In [57]:
import fitz as PyMuPDF
import json
import os
import psycopg2
from pathlib import Path
from datetime import datetime
import re
from dotenv import load_dotenv
from sentence_transformers import SentenceTransformer
import numpy as np
import pandas as pd
import re
import time

In [14]:
load_dotenv()
DB_USER = os.getenv("DB_USER")
DB_PASSWORD = os.getenv("DB_PASSWORD")
DB_HOST = os.getenv("DB_HOST")
DB_NAME = os.getenv("DB_NAME")
DB_PORT = os.getenv("DB_PORT")
DB_CONNECTION = f"postgresql://{DB_USER}:{DB_PASSWORD}@{DB_HOST}:{DB_PORT}/{DB_NAME}"
PDF_FOLDER = Path.home() / "Downloads" / "domaindata" # Update this path
METADATA_FILE = Path.home() / "Downloads" / "domaindata" / "metadata.jsonl"
MODEL_NAME = 'all-MiniLM-L6-v2'  # Good balance of speed and quality
BATCH_SIZE = 64  # Increase if you have more RAM

In [38]:
# Create the table. We'll add the vector column later because it depends on model embedding dimension
conn = psycopg2.connect(DB_CONNECTION)
cur = conn.cursor()
cur.execute("""
    CREATE TABLE IF NOT EXISTS document_chunks (
        id SERIAL PRIMARY KEY,
        uuid UUID,
        title TEXT,
        content TEXT,
        chunk_index INTEGER,
        page_numbers TEXT,
        industries TEXT[],
        date TIMESTAMP,
        country_codes TEXT[],
        chunk_length INTEGER,
        created_at TIMESTAMP DEFAULT NOW()
    );""")
    
conn.commit()
cur.close()
conn.close()
print("✓ Database table created/verified")

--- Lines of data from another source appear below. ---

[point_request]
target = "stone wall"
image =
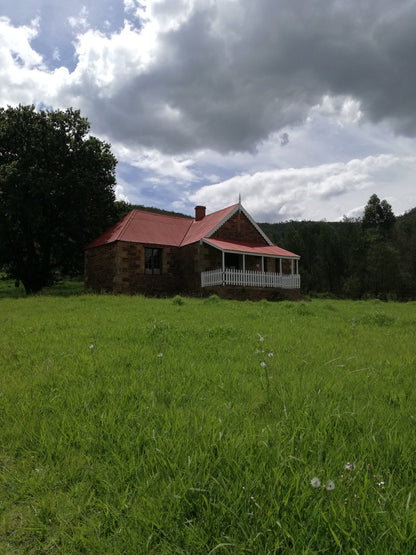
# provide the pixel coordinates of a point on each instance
(100, 268)
(119, 268)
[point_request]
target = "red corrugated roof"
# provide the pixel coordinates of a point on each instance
(199, 229)
(140, 226)
(250, 248)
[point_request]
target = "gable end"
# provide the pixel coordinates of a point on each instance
(239, 226)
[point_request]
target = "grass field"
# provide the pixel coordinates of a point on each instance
(185, 426)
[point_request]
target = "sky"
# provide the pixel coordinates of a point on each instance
(303, 108)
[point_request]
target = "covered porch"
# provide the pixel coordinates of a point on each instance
(252, 265)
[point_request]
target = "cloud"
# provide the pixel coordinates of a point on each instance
(224, 76)
(192, 91)
(304, 193)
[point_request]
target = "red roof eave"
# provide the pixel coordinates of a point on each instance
(250, 248)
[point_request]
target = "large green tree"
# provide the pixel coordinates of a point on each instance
(56, 192)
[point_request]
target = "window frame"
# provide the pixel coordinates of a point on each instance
(154, 268)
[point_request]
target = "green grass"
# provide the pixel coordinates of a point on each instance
(132, 425)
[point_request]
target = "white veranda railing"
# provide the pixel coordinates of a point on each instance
(246, 278)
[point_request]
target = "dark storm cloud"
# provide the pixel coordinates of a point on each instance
(234, 80)
(225, 75)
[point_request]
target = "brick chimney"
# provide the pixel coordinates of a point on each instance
(199, 213)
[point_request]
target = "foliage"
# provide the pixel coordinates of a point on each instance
(378, 214)
(375, 257)
(123, 208)
(132, 425)
(56, 193)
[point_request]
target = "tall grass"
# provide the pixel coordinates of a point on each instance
(131, 425)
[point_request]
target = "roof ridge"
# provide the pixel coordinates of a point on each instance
(128, 217)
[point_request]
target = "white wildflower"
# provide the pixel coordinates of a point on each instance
(316, 482)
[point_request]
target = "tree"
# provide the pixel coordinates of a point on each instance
(378, 214)
(56, 192)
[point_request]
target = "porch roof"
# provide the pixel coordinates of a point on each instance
(250, 248)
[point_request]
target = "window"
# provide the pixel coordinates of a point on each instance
(152, 260)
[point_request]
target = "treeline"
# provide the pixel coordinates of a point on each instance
(371, 257)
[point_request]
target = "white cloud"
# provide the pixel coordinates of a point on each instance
(15, 49)
(194, 91)
(164, 169)
(80, 22)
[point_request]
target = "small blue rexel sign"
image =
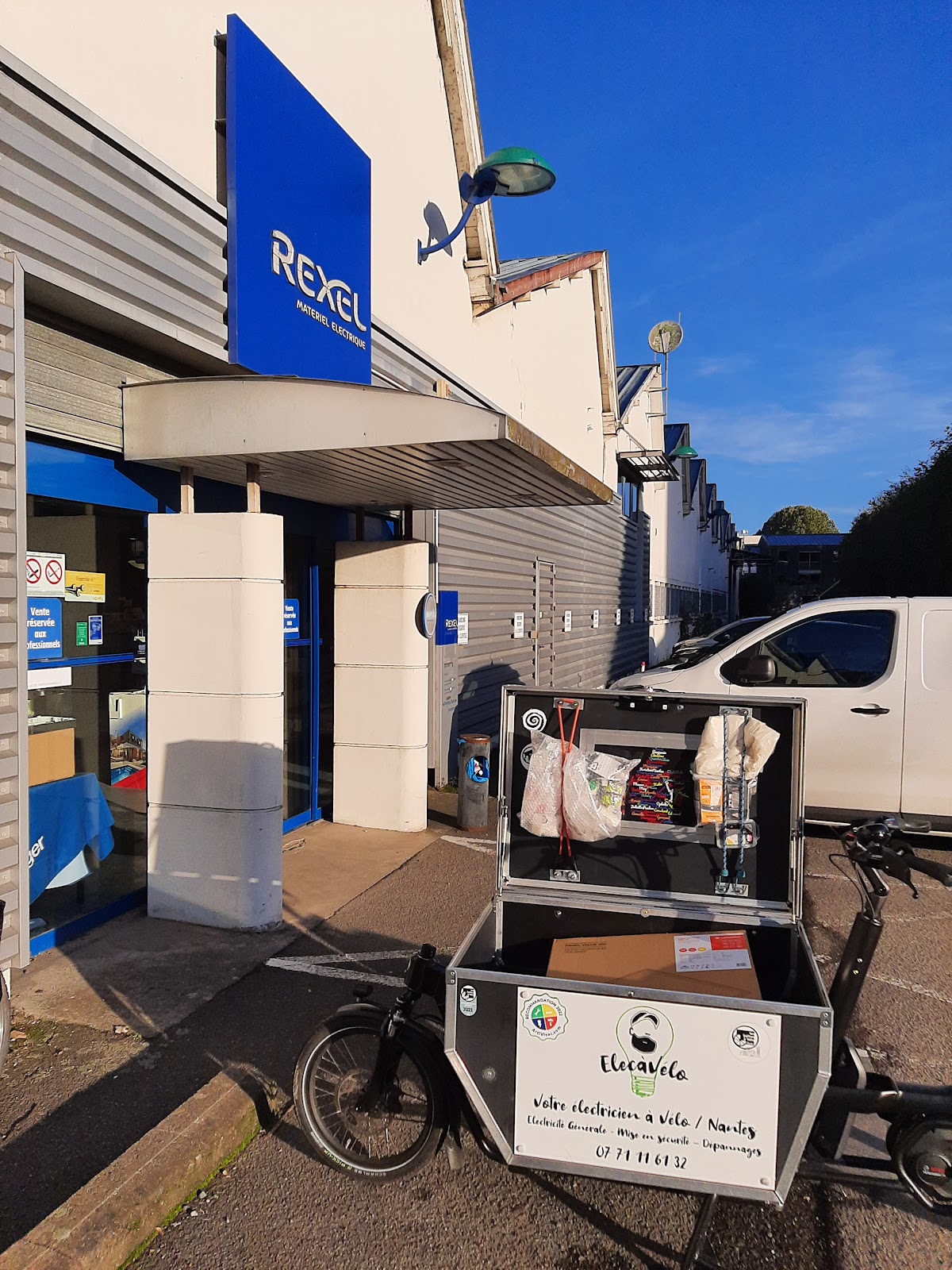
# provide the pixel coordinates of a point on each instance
(298, 224)
(447, 618)
(44, 628)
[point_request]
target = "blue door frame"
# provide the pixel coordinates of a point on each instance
(314, 645)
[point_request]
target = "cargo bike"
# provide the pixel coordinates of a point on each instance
(647, 1006)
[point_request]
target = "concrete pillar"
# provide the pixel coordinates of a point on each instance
(380, 686)
(216, 718)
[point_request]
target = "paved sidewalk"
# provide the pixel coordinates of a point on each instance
(118, 1029)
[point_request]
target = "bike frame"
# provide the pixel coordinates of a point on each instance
(854, 1089)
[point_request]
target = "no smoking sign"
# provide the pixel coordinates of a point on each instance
(46, 573)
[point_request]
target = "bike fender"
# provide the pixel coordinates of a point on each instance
(365, 1011)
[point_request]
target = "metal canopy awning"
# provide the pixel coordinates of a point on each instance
(349, 444)
(644, 465)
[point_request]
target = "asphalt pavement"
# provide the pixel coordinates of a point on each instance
(277, 1206)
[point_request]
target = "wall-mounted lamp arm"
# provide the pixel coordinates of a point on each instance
(473, 190)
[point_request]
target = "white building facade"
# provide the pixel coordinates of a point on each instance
(691, 533)
(240, 560)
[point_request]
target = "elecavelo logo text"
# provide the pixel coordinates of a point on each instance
(310, 279)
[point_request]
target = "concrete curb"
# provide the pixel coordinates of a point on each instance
(113, 1214)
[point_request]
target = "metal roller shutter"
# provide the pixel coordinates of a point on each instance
(14, 840)
(598, 564)
(74, 387)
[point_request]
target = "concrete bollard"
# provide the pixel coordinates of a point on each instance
(473, 798)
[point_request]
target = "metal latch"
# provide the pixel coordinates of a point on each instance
(564, 876)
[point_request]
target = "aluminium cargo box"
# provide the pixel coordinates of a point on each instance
(664, 1087)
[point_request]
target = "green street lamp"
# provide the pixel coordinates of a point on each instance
(509, 173)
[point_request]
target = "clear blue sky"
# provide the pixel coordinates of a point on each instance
(780, 173)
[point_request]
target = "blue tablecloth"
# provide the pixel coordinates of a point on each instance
(63, 818)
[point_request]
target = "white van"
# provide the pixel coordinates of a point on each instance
(876, 673)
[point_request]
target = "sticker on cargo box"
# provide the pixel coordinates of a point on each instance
(467, 1000)
(651, 1090)
(543, 1016)
(711, 952)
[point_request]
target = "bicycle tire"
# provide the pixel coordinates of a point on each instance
(332, 1073)
(6, 1020)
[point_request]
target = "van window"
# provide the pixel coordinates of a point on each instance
(835, 651)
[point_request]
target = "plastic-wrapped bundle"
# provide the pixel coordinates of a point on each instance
(543, 802)
(593, 791)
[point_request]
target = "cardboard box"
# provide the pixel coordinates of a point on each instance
(51, 755)
(714, 963)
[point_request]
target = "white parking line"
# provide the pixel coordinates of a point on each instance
(473, 844)
(898, 983)
(329, 965)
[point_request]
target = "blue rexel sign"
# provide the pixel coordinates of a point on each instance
(298, 225)
(44, 628)
(447, 618)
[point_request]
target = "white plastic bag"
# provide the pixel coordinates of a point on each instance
(593, 793)
(543, 802)
(758, 740)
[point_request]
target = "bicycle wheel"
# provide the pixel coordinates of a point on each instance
(4, 1020)
(374, 1136)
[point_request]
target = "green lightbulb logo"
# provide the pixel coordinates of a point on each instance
(647, 1035)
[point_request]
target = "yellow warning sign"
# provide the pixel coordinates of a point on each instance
(88, 587)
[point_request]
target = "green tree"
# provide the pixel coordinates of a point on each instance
(799, 520)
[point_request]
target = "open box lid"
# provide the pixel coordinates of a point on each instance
(674, 867)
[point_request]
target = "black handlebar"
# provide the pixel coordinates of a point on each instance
(869, 844)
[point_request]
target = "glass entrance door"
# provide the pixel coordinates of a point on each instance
(301, 681)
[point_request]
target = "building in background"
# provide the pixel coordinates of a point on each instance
(215, 579)
(782, 571)
(691, 533)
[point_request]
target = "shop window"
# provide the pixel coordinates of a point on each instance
(86, 710)
(628, 495)
(809, 564)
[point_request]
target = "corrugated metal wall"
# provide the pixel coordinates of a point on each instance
(73, 387)
(489, 556)
(101, 220)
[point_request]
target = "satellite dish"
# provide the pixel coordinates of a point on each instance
(666, 337)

✓ Database table created/verified


In [39]:
def extract_pdf_text(pdf_path):
    """Extract text from PDF file with page tracking"""
    try:
        doc = PyMuPDF.open(pdf_path)
        pages_data = []
        
        for page_num, page in enumerate(doc):
            page_text = page.get_text().strip()
            if page_text:  # Only keep non-empty pages
                pages_data.append({
                    'page_num': page_num + 1,
                    'text': page_text
                })
        
        doc.close()
        return pages_data
    except Exception as e:
        print(f"Error processing {pdf_path}: {e}")
        return None

In [51]:
import re

def _clean_pdf_text(txt: str) -> str:
    # Minimal cleanup: remove soft hyphens, fix hyphenated line breaks, normalize spaces
    txt = txt.replace('\u00ad', '')                                # soft hyphen
    txt = re.sub(r'(\w)-\s*\n\s*(\w)', r'\1\2', txt)               # hyphenated line breaks
    txt = txt.replace('\r', ' ').replace('\n', ' ')                # newlines -> space
    txt = re.sub(r'\s+', ' ', txt).strip()                         # collapse spaces
    return txt


# Helper to find a nice end near target
def pick_end(lo, tgt, hi, text):
    """Find a good cut position in text between lo..hi, aiming near tgt."""
    sent_re = re.compile(r'[\.!\?…][\"»’”\)\]]*\s')
    # forward first
    m = sent_re.search(text, tgt, hi)
    if m: return m.end()
    # backward
    last = -1
    for m in sent_re.finditer(text, lo, tgt):
        last = m.end()
    if last != -1: return last
    # whitespace
    ws_back = text.rfind(' ', lo, tgt)
    if ws_back != -1: return ws_back + 1
    ws_fwd = text.find(' ', tgt, hi)
    if ws_fwd != -1: return ws_fwd + 1
    return tgt

    
def chunk_text(pages_data, chunk_size=1200, overlap=180, min_chunk=80):
    # 1) Build full_text and track page spans (char ranges)
    full_text = ""
    page_positions = {}
    cur = 0
    for p in pages_data:
        t = _clean_pdf_text(str(p.get("text", "")))
        if not t:
            continue
        wrapped = f" {t} "
        start = cur
        full_text += wrapped
        cur += len(wrapped)
        page_positions[int(p["page_num"])] = (start, cur)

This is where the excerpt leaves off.